We didn’t understand that building fundraising capacity requires organizational culture change. And changing organizational culture is hard work, and takes time.
If we had understood that, we might have approached the work differently in at least three specific ways.
Larger and/or multiple aligned investments. Early-on, we learned that efforts to build fundraising capacity often revealed the need for other organizational development or management assistance work—most commonly strategic planning, branding and communications, board development, and program evaluation. Providing multiple, simultaneous grants to a single organization went against a longstanding foundation policy. And though we eventually bent that rule, we did so cautiously and with reluctance. Knowing what we know now, we recognize that multiple, aligned engagements might have been more effective at producing culture change.
A longer time horizon. Our multi-year investment strategy (no more than four years of steadily declining support) may not have allowed sufficient time for culture change to take root—especially in light of inevitable changes in board and staff leadership. A five- to seven-year time frame, with steady support and ongoing engagement on our part, might have increased the likelihood of long-term success.
Greater attention to readiness. Because Meyer didn’t want to be seen as coercing organizations to adopt the Benevon approach, we played a relatively hands-off role in identifying and selecting participating organizations. When leaders said their organizations were ready, we took them at their word. Over the six years, we learned that the board and executive need to be equally committed, that board and staff leaders need to be coachable and eager for change, that building fundraising capacity needs to be a top priority for the organization, and that continuity of leadership (on both the board and staff levels) makes a huge difference. If we had applied those lenses more rigorously as we selected groups to support, we might have ended up supporting fewer organizations—but those that did participate might have been more uniformly successful at changing their cultures.
We’re proud of our work with Benevon and the significant results our grantees have achieved. Helping 28 organizations raise $7.1 million is worth celebrating, and the Meyer Foundation’s experience over the past six years shows that modest investments in building fundraising capacity can produce significant results.
We also believe that the Benevon model holds great promise in promoting the organizational culture shifts needed for nonprofits to become better at raising money from individuals, and we will continue to support organizations that want to work with Benevon.

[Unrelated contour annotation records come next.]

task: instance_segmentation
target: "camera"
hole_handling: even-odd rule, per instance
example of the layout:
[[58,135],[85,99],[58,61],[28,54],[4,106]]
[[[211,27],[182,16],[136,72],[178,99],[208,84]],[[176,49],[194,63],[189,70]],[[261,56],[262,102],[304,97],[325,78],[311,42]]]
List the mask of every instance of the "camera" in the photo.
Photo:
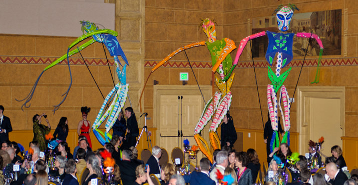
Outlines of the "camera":
[[145,165],[145,169],[144,170],[144,172],[145,172],[146,173],[147,172],[147,169],[148,169],[148,166],[149,166],[149,165],[148,164]]

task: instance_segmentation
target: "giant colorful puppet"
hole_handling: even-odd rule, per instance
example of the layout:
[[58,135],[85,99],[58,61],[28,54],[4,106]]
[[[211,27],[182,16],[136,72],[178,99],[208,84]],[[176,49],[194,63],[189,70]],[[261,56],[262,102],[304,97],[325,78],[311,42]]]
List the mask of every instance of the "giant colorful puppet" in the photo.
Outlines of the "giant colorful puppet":
[[[121,111],[127,99],[128,92],[128,84],[126,82],[126,68],[127,64],[128,64],[128,61],[116,37],[118,35],[118,32],[109,29],[100,30],[96,26],[94,23],[91,22],[89,21],[84,20],[80,22],[82,24],[81,28],[82,32],[84,32],[84,34],[77,38],[77,39],[69,46],[67,54],[63,55],[45,68],[38,78],[29,95],[23,100],[19,100],[18,101],[23,101],[26,100],[25,102],[22,106],[22,109],[24,106],[27,108],[30,107],[31,104],[28,106],[27,104],[32,98],[37,84],[41,78],[42,74],[47,70],[55,66],[67,58],[67,63],[69,66],[69,70],[70,71],[71,82],[67,91],[62,95],[63,96],[65,96],[62,101],[58,104],[54,106],[54,112],[56,112],[66,100],[72,84],[72,76],[70,68],[69,58],[74,54],[80,52],[81,50],[96,42],[102,43],[106,46],[111,56],[113,56],[114,58],[114,64],[116,65],[117,76],[120,80],[120,82],[115,86],[115,87],[113,88],[113,89],[112,89],[105,99],[103,104],[98,112],[96,120],[94,122],[92,126],[92,128],[94,131],[93,132],[100,142],[103,145],[106,142],[109,141],[109,139],[111,138],[111,136],[108,133],[108,132],[111,128],[112,128],[116,120],[117,120],[118,117],[119,112]],[[85,33],[85,32],[86,32],[86,33]],[[71,51],[70,51],[70,50],[76,44],[88,38],[90,38],[89,40],[83,44],[76,47],[76,48],[74,48]],[[118,58],[118,56],[121,56],[126,64],[125,64],[123,67],[122,70],[120,68],[120,65],[122,66],[122,64]],[[108,105],[109,104],[109,103],[111,101],[112,103],[110,105],[108,106],[107,108],[107,109],[105,111],[104,110],[106,106]],[[54,114],[55,114],[55,112],[54,112]],[[105,133],[103,133],[99,130],[98,128],[106,119],[107,122],[105,126],[106,132]],[[105,138],[101,136],[101,134],[104,136]]]
[[[217,72],[220,76],[220,78],[215,76],[216,85],[220,89],[220,92],[215,92],[213,98],[205,106],[201,116],[194,129],[194,138],[201,152],[210,160],[212,160],[212,155],[209,152],[208,144],[199,134],[209,121],[212,120],[212,124],[209,129],[210,143],[214,150],[220,148],[220,140],[215,131],[224,116],[229,110],[231,102],[232,96],[230,88],[235,74],[232,74],[231,75],[234,66],[232,66],[232,60],[229,54],[235,50],[236,46],[234,42],[229,38],[216,40],[215,24],[210,19],[206,18],[203,20],[201,26],[208,37],[207,41],[193,43],[178,48],[157,64],[152,70],[151,72],[154,72],[181,52],[194,47],[206,45],[211,56],[212,72]],[[149,76],[148,77],[147,80],[149,78]],[[139,101],[140,102],[140,100]]]
[[[323,44],[319,38],[316,34],[311,33],[298,32],[296,34],[293,33],[285,33],[288,30],[293,11],[298,9],[294,4],[289,4],[288,6],[280,5],[274,12],[276,13],[278,28],[283,32],[273,32],[269,31],[262,32],[253,35],[247,36],[241,40],[236,56],[233,62],[234,66],[237,64],[239,58],[242,53],[247,42],[252,39],[260,36],[262,36],[267,34],[268,37],[268,46],[266,52],[266,59],[268,62],[270,66],[273,63],[273,59],[277,54],[275,72],[274,72],[268,66],[268,78],[272,82],[272,84],[267,86],[267,104],[270,112],[271,126],[274,130],[273,134],[270,141],[270,149],[272,152],[273,148],[278,147],[279,144],[277,120],[277,108],[279,108],[282,116],[285,134],[282,138],[282,142],[287,142],[289,145],[289,128],[290,124],[290,107],[291,102],[289,100],[287,90],[284,86],[282,85],[283,82],[291,70],[290,68],[288,70],[281,74],[281,70],[283,68],[287,66],[293,58],[292,56],[292,42],[293,38],[296,36],[300,38],[312,38],[316,40],[319,47],[319,60],[322,55]],[[276,94],[279,92],[279,98],[277,100]],[[281,105],[281,102],[283,104],[283,110]]]

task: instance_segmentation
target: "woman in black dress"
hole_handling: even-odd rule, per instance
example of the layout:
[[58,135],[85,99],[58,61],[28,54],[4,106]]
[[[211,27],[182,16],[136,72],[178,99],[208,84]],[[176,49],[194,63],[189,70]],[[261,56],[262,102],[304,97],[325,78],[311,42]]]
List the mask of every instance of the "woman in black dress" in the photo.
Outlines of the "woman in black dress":
[[62,117],[60,119],[59,124],[54,132],[54,138],[58,140],[58,142],[66,142],[67,136],[69,134],[69,125],[67,118]]
[[335,145],[330,148],[330,152],[332,155],[334,157],[336,160],[336,163],[339,169],[342,169],[342,168],[346,167],[347,164],[345,164],[345,160],[342,156],[342,149],[338,145]]
[[90,171],[90,173],[86,178],[82,185],[88,185],[88,183],[92,178],[101,178],[102,176],[102,171],[100,167],[100,162],[95,156],[90,156],[88,157],[87,167]]
[[261,168],[260,160],[258,159],[257,152],[252,148],[247,150],[247,158],[249,163],[247,164],[247,168],[251,170],[251,176],[252,176],[252,183],[255,183],[257,178],[258,171]]

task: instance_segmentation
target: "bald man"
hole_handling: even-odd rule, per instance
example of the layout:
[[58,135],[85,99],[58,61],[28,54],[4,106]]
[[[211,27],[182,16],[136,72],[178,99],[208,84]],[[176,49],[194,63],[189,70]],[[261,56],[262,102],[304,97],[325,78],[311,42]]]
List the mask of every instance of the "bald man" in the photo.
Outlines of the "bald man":
[[[337,164],[334,162],[329,162],[325,166],[326,176],[329,177],[327,181],[332,185],[343,185],[348,178],[343,172],[338,169]],[[326,180],[327,178],[326,178]]]

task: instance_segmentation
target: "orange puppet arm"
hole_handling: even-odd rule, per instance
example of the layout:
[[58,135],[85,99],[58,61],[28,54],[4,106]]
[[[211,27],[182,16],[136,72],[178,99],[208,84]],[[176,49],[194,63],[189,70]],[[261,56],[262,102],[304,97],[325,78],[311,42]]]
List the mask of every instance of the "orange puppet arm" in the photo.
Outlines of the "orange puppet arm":
[[173,52],[170,54],[169,55],[167,56],[167,57],[164,58],[164,59],[163,59],[163,60],[161,61],[158,64],[156,65],[155,66],[154,66],[154,68],[153,68],[153,69],[152,69],[152,72],[154,72],[157,68],[159,68],[159,67],[162,66],[163,64],[164,64],[164,63],[166,62],[167,61],[169,60],[170,60],[170,58],[172,58],[173,56],[175,56],[175,55],[179,54],[179,52],[183,51],[184,50],[190,49],[191,48],[198,46],[204,46],[205,44],[205,42],[202,41],[200,42],[193,43],[193,44],[190,44],[186,45],[182,47],[177,48],[176,50],[175,50]]
[[[195,139],[196,144],[198,144],[198,146],[199,146],[199,148],[200,149],[200,151],[208,158],[211,163],[213,163],[213,155],[209,150],[209,145],[208,145],[207,142],[199,135],[198,134],[194,135],[194,138]],[[205,144],[205,146],[204,146],[202,142],[204,142]]]
[[217,134],[211,130],[209,132],[209,138],[210,140],[210,144],[215,150],[216,149],[221,149],[220,146],[220,140]]
[[226,58],[226,56],[229,54],[233,50],[236,48],[236,46],[235,46],[235,42],[232,40],[227,38],[225,38],[225,42],[226,43],[225,45],[225,48],[222,49],[221,52],[220,54],[220,56],[216,60],[216,63],[213,66],[212,72],[215,72],[219,68],[220,64]]

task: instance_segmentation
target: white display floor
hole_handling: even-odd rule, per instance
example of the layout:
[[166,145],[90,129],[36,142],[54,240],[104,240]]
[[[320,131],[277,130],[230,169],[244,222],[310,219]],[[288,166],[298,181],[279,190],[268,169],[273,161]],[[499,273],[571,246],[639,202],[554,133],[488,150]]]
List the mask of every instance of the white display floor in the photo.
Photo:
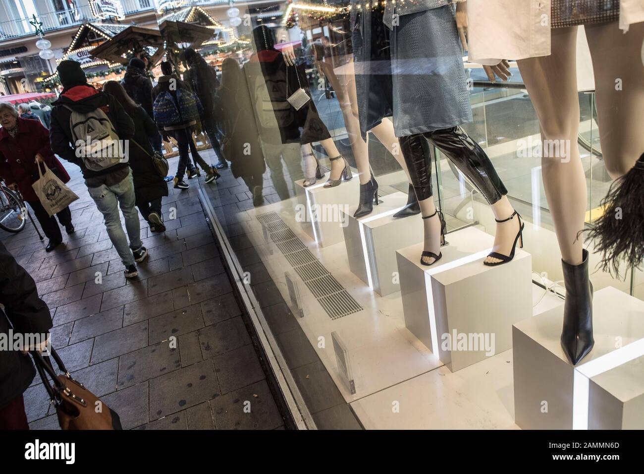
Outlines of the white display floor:
[[[370,290],[351,273],[344,242],[324,248],[316,245],[302,224],[296,222],[295,213],[281,211],[288,209],[289,204],[248,210],[251,219],[242,225],[285,301],[290,300],[285,273],[296,277],[297,273],[278,246],[270,238],[267,240],[257,218],[271,212],[279,215],[363,307],[361,311],[332,319],[307,286],[298,281],[305,315],[298,318],[298,322],[366,428],[515,427],[511,350],[452,373],[405,327],[400,291],[381,297]],[[544,290],[536,285],[533,288],[536,302]],[[534,308],[533,313],[562,304],[562,300],[549,294]],[[338,371],[332,332],[339,335],[348,350],[354,394]],[[321,337],[323,344],[319,343]]]

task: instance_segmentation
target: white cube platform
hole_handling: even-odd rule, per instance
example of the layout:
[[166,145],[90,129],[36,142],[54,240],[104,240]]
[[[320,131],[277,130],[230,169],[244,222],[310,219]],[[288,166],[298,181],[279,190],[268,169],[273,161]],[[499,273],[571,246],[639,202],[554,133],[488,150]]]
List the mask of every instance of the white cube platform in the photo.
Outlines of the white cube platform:
[[644,430],[644,356],[591,379],[589,430]]
[[[302,185],[303,180],[295,182],[298,208],[306,210],[305,218],[298,218],[298,221],[304,231],[322,247],[342,241],[343,226],[346,223],[342,221],[341,212],[346,212],[360,199],[360,181],[357,174],[354,173],[352,179],[343,181],[334,188],[325,188],[326,181],[327,178],[323,178],[307,188]],[[312,217],[315,213],[316,218]]]
[[468,228],[446,239],[433,265],[421,264],[422,243],[396,257],[405,326],[455,371],[512,347],[512,325],[532,315],[531,258],[517,248],[511,262],[486,266],[491,235]]
[[354,217],[357,206],[343,215],[345,245],[352,273],[381,296],[400,291],[393,279],[398,270],[395,250],[422,239],[421,215],[394,219],[393,214],[407,204],[407,194],[395,192],[381,198],[371,213]]
[[[596,291],[595,345],[576,366],[560,344],[563,321],[561,306],[513,328],[516,424],[527,430],[630,427],[625,413],[639,410],[642,428],[641,365],[625,364],[644,355],[644,301],[612,287]],[[618,405],[621,416],[611,419]]]

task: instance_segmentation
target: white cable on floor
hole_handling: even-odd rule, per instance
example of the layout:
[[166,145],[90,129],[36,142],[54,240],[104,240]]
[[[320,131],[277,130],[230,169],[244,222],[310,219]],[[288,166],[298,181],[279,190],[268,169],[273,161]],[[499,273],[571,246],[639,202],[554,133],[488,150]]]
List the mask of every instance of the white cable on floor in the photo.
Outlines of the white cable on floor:
[[[540,282],[542,285],[544,285],[544,286],[545,286],[545,291],[544,291],[544,294],[541,295],[541,297],[539,298],[539,300],[536,303],[535,303],[534,304],[532,305],[533,308],[535,308],[537,304],[538,304],[539,303],[541,302],[541,301],[542,299],[544,299],[544,297],[545,297],[546,295],[548,294],[548,291],[552,291],[553,293],[554,293],[555,295],[556,295],[559,297],[564,297],[564,295],[565,293],[565,288],[564,287],[562,286],[560,284],[559,284],[560,283],[563,283],[564,282],[563,280],[557,280],[556,281],[552,282],[549,285],[547,285],[545,284],[545,281],[547,281],[547,279],[545,277],[545,272],[544,272],[543,273],[538,273],[536,272],[533,272],[532,274],[533,274],[533,275],[536,275],[536,276],[538,276],[539,277],[539,280],[540,281]],[[558,293],[556,291],[556,287],[558,287],[558,286],[561,290],[564,290],[563,293]]]

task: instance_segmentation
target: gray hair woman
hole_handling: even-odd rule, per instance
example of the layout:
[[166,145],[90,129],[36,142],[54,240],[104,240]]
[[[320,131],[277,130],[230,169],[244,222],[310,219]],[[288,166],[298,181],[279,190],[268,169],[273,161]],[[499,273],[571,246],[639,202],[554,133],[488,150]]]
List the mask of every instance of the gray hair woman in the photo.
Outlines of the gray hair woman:
[[[35,116],[34,116],[35,117]],[[41,227],[49,238],[45,250],[51,252],[62,242],[62,235],[58,223],[50,216],[38,196],[33,184],[39,179],[39,163],[44,163],[50,170],[63,183],[70,181],[70,175],[58,161],[49,141],[49,132],[35,117],[35,120],[19,117],[11,104],[0,103],[0,176],[10,188],[19,190],[33,210]],[[42,169],[41,169],[42,170]],[[74,232],[71,224],[71,212],[68,207],[57,213],[58,221],[67,233]]]
[[40,121],[40,119],[32,113],[32,108],[28,104],[18,104],[18,114],[20,115],[21,119],[30,119]]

But after six years of experience, and informed by the research commissioned by the Haas, Jr. Fund, we will approach this work differently moving forward.
We hope these lessons are useful for other grantmakers contemplating similar work, and for nonprofits that want to raise more money from individuals. Strategy and tactics do matter, but perhaps not as much as culture.
Rick Moyers is vice president for programs and communications at the Meyer Foundation. This post was adapted from his remarks as a panelist for the session “Helping Grantees Build Fundraising Capacity” at the Grantmakers for Effective Organizations conference on May 2, 2016 in Minneapolis.